When we think about our goals in a “new” time period, we neglect the constraints.
Benjamin A. Converse, Assistant Professor of Public Policy and Psychology, Frank Batten School of Leadership and Public Policy and Department of Psychology; Director, Social Behavior and Decisions Lab
Ilana Brody, fourth-year Psychology and Economics major, working on a Distinguished Majors project in the Social Behavior and Decisions Lab
Not so long ago, this year was still “next year.” And back when it was, were your expectations high? Next year, I’ll start eating healthier. Next year, I’ll exercise more. Next year, I’ll be one of those people who tidies up a little each day. Why are so many of us so seduced by “next year”?
Research from our team in the Social Behavior and Decisions Lab suggests that the idea of “next year” actually changes how people think about their goals. When people perceive temporal boundaries–cues that mark the beginning of a new week, month, or other time period—they think differently about initiation opportunities on the other side. It’s not just fuzzy optimism. Different thoughts actually come to mind. And those thoughts guide expectations and commitments that can have consequences for goal-pursuit success.

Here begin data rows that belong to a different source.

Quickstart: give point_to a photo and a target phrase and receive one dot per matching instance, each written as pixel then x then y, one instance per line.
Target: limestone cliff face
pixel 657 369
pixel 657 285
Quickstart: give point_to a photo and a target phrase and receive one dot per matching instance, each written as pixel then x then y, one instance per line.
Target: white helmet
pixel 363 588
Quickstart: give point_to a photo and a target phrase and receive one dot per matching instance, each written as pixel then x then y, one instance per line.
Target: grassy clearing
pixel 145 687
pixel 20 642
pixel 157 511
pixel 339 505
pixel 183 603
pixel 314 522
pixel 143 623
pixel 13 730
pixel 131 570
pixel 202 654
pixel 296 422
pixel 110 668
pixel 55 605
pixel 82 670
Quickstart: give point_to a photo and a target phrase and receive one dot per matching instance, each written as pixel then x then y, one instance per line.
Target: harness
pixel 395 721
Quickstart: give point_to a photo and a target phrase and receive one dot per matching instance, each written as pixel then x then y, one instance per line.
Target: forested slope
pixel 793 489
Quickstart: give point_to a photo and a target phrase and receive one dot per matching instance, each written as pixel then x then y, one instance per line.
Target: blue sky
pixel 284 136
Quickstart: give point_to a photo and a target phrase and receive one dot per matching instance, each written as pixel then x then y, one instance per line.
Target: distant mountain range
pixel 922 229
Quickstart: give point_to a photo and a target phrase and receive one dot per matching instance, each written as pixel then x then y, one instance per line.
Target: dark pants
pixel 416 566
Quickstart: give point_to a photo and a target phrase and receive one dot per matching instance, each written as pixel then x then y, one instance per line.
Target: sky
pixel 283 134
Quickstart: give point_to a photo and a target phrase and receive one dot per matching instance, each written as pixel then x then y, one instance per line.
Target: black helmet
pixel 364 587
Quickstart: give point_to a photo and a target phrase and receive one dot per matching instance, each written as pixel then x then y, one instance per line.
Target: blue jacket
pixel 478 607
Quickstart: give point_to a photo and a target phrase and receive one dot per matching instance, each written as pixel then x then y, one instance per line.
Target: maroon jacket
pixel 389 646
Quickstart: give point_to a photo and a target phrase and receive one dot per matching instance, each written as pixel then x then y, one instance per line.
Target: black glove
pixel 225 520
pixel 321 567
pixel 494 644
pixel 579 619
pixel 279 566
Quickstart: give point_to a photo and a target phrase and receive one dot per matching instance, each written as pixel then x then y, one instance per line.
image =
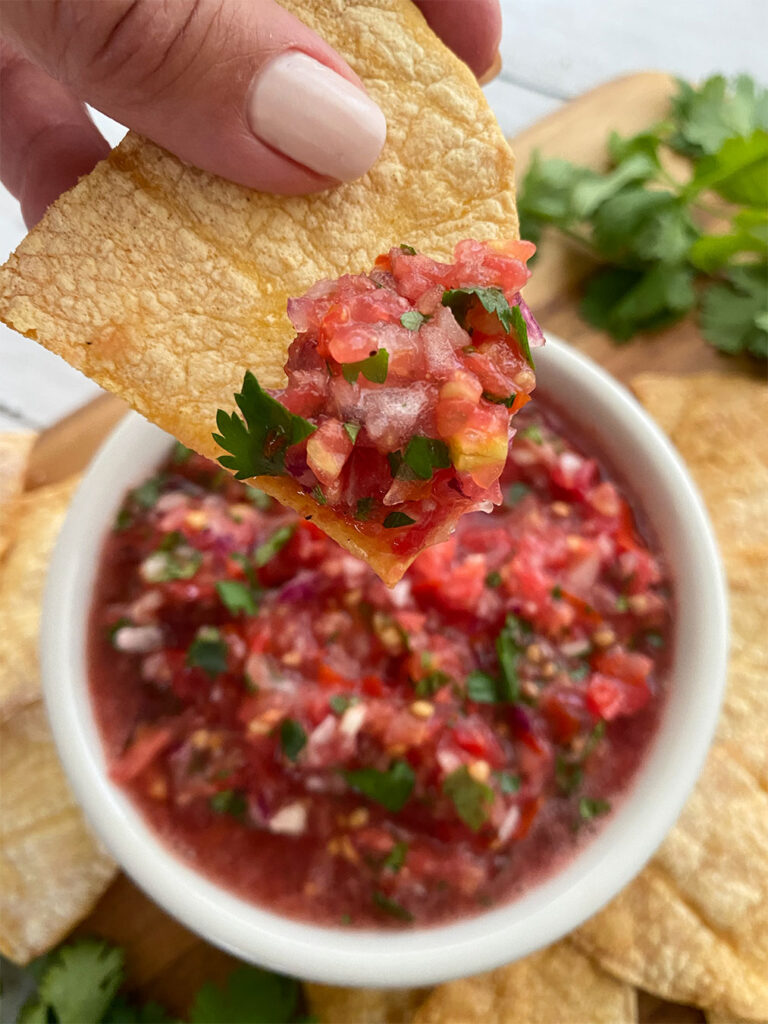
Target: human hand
pixel 241 88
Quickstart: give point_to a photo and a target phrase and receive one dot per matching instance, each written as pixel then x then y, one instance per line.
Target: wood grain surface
pixel 165 961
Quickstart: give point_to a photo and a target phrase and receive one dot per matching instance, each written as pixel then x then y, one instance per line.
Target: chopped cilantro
pixel 482 688
pixel 237 596
pixel 508 781
pixel 363 509
pixel 532 433
pixel 460 300
pixel 373 369
pixel 208 651
pixel 181 454
pixel 391 907
pixel 590 808
pixel 515 493
pixel 424 455
pixel 396 857
pixel 413 320
pixel 396 519
pixel 292 737
pixel 391 788
pixel 471 799
pixel 231 802
pixel 340 701
pixel 257 442
pixel 273 544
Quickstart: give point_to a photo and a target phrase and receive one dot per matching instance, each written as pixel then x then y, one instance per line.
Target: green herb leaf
pixel 508 781
pixel 231 802
pixel 250 995
pixel 292 737
pixel 275 543
pixel 471 799
pixel 373 369
pixel 237 597
pixel 396 519
pixel 424 455
pixel 590 808
pixel 482 688
pixel 391 907
pixel 391 788
pixel 396 857
pixel 413 320
pixel 460 301
pixel 208 651
pixel 257 442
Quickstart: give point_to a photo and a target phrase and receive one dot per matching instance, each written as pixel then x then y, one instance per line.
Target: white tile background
pixel 552 50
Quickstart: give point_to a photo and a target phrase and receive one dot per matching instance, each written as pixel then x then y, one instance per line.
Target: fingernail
pixel 315 117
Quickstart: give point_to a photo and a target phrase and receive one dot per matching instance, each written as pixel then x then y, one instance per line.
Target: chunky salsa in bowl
pixel 349 755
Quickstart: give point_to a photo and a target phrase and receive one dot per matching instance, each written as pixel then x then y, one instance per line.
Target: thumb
pixel 241 88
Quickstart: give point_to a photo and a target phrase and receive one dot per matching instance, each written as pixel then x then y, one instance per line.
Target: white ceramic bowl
pixel 629 439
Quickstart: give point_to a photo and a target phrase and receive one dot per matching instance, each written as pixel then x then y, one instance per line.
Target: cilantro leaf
pixel 257 442
pixel 292 737
pixel 208 651
pixel 413 320
pixel 460 301
pixel 273 544
pixel 373 369
pixel 251 995
pixel 471 799
pixel 396 519
pixel 424 455
pixel 237 596
pixel 391 788
pixel 81 981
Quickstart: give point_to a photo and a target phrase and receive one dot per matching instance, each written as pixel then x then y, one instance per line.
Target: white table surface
pixel 551 49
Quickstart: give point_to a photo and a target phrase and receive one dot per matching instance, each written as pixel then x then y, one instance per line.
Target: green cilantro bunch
pixel 80 983
pixel 670 241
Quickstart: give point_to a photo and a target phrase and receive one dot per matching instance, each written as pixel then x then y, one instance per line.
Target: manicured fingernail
pixel 315 117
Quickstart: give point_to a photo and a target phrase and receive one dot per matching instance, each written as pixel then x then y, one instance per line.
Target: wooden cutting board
pixel 165 961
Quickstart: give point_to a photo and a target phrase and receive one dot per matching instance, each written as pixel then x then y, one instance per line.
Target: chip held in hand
pixel 401 388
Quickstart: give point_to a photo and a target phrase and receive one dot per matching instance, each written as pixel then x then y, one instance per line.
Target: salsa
pixel 347 754
pixel 401 388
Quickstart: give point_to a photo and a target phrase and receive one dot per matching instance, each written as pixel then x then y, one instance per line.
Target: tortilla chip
pixel 693 927
pixel 165 284
pixel 51 869
pixel 364 1006
pixel 555 984
pixel 41 513
pixel 14 452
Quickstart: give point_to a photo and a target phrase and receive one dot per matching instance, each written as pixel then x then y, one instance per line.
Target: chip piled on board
pixel 167 285
pixel 693 927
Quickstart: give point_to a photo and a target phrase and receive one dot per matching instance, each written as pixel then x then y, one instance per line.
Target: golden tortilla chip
pixel 51 869
pixel 14 451
pixel 41 513
pixel 364 1006
pixel 693 927
pixel 165 284
pixel 558 984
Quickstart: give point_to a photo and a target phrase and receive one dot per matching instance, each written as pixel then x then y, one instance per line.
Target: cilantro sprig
pixel 80 983
pixel 257 441
pixel 672 242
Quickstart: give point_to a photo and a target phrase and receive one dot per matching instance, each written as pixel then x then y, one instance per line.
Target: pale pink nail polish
pixel 315 117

In one of our experiments, forthcoming in the journal Social Psychological and Personality Science, we asked prospective dieters to write down the thoughts that came to mind when they considered starting to eat healthier on the following day. We coded their responses to determine the relative balance of thoughts about the (mostly pleasant) outcomes of eating healthier – like losing weight and having more energy – versus the (mostly challenging) reality of pulling it off – like going to the grocery store or figuring out what to cook.
We ran the study on July 31st. For half of the participants, we did not mention calendar dates, just days of the week. These respondents were relatively more focused on the constraints of eating healthy than on the desirable outcomes. For the other half of participants, we did mention the calendar dates. In this group, who presumably recognized the upcoming new month, the balance of thoughts was different. Respondents were relatively more focused on the desirable outcomes of healthy eating than on the pesky constraints. They were still thinking about healthy-eating just one day in the future, but for them it seemed like a new month. It was as if the idea of turning a calendar page blocked the constraints from coming to mind.

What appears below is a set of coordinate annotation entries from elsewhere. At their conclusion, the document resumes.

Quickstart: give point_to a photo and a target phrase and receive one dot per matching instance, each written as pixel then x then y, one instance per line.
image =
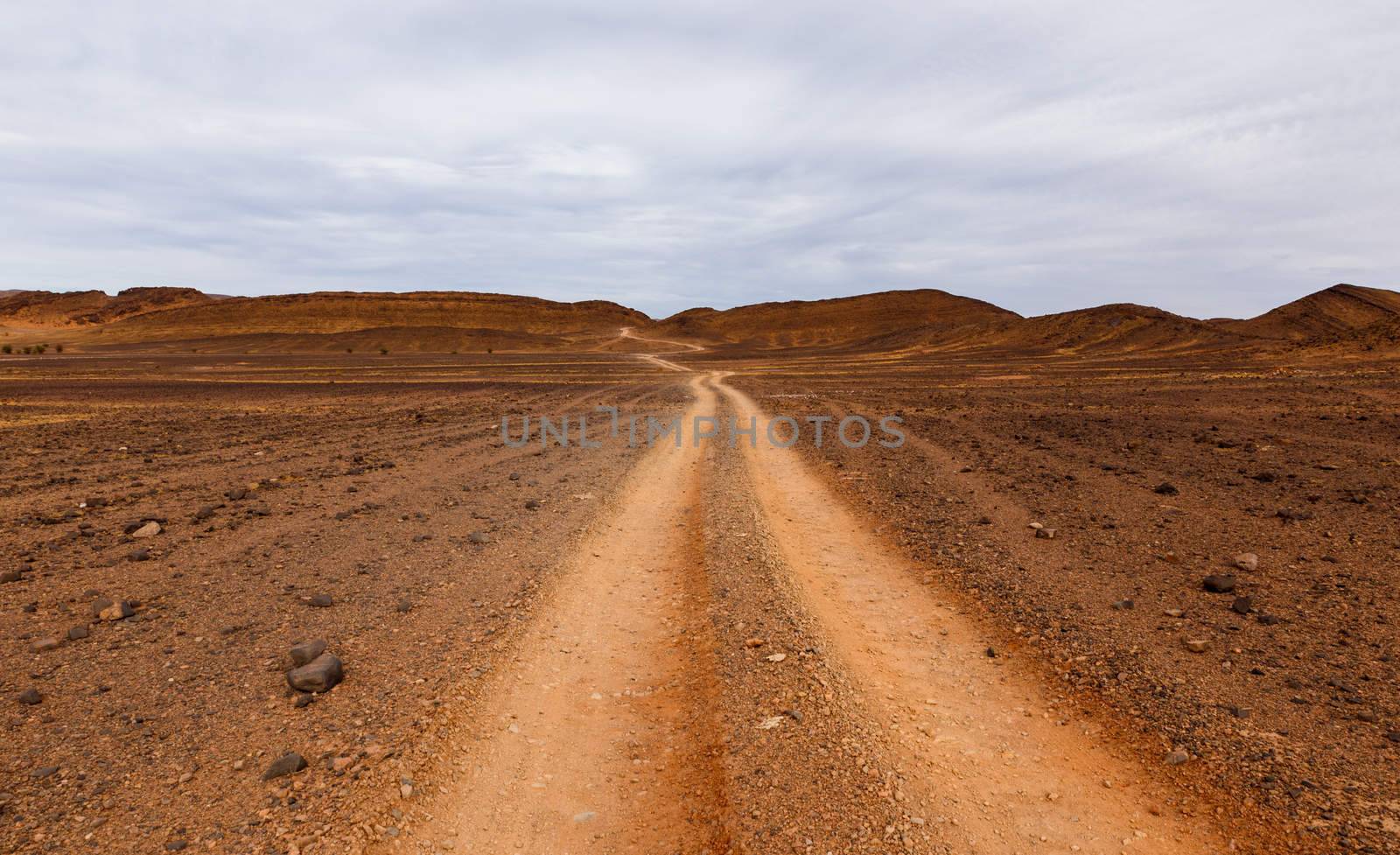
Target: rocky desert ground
pixel 1129 585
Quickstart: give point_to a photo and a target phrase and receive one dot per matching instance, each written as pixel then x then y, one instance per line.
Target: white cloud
pixel 1210 158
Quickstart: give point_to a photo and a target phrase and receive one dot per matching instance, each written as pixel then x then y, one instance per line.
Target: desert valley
pixel 273 579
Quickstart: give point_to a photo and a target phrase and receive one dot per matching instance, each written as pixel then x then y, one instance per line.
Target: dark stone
pixel 305 651
pixel 319 675
pixel 1218 582
pixel 287 764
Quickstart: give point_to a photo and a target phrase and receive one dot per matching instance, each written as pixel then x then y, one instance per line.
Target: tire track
pixel 990 764
pixel 597 738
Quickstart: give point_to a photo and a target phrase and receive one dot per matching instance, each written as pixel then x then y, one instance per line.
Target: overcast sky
pixel 1211 158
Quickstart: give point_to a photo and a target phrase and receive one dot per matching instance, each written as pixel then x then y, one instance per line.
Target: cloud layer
pixel 1210 158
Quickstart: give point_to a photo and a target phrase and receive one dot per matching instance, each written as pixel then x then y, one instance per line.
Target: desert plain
pixel 276 581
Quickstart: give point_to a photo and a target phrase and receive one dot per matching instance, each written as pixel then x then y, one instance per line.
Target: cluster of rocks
pixel 314 670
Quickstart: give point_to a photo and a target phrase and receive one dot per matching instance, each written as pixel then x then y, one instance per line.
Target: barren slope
pixel 833 322
pixel 67 310
pixel 1330 311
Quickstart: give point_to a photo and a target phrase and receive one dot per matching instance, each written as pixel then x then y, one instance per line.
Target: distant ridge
pixel 1330 311
pixel 65 310
pixel 837 322
pixel 1341 318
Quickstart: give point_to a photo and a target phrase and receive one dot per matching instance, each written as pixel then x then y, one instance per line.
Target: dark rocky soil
pixel 368 504
pixel 1246 513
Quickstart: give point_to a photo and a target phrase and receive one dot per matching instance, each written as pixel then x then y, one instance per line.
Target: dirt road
pixel 604 735
pixel 598 735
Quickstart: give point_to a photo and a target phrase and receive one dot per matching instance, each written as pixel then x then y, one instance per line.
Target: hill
pixel 839 322
pixel 69 310
pixel 1117 327
pixel 1326 312
pixel 329 320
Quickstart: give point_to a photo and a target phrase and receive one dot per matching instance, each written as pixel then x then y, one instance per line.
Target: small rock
pixel 116 610
pixel 284 766
pixel 305 651
pixel 319 675
pixel 1218 584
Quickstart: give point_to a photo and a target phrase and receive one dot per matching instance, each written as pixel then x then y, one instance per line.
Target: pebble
pixel 319 675
pixel 286 764
pixel 305 651
pixel 1218 584
pixel 147 530
pixel 116 610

Expectations and plans can rise and fall along with changing thoughts. In another study, run on a Wednesday at the end of February, we asked a new group of prospective dieters about their expectations. Those who we led to think about calendar dates had low expectations for themselves on February 27th and 28th, but much higher expectations starting on March 1st. Another group of people, thinking about the exact same time period, but in terms of weekdays, had low expectations for the first four days, but higher expectations starting on Monday.
Our lab is continuing to study this phenomenon, trying to better understand how to help people initiate and persevere in their long-term goals. In the meantime, our work so far highlights two potential traps that any motivated person should try to avoid. First, it is important to recognize that, from the perspective of temporal boundaries, time is a merry-go-round. There is always a new chance – a new week, month, or year – to leave bad habits behind and start a new pursuit. But, there is also always a new chance to put off that pursuit until the next new chance. Second, today always becomes tomorrow and the same constraints will apply. It can be useful to leverage the high expectations of a new period, but it is critical to plan for the inevitable constraints that will arise.
If your 2017 resolutions are starting to flag a little, then make some February resolutions. But, once you commit, plan for February 1st as if it is today.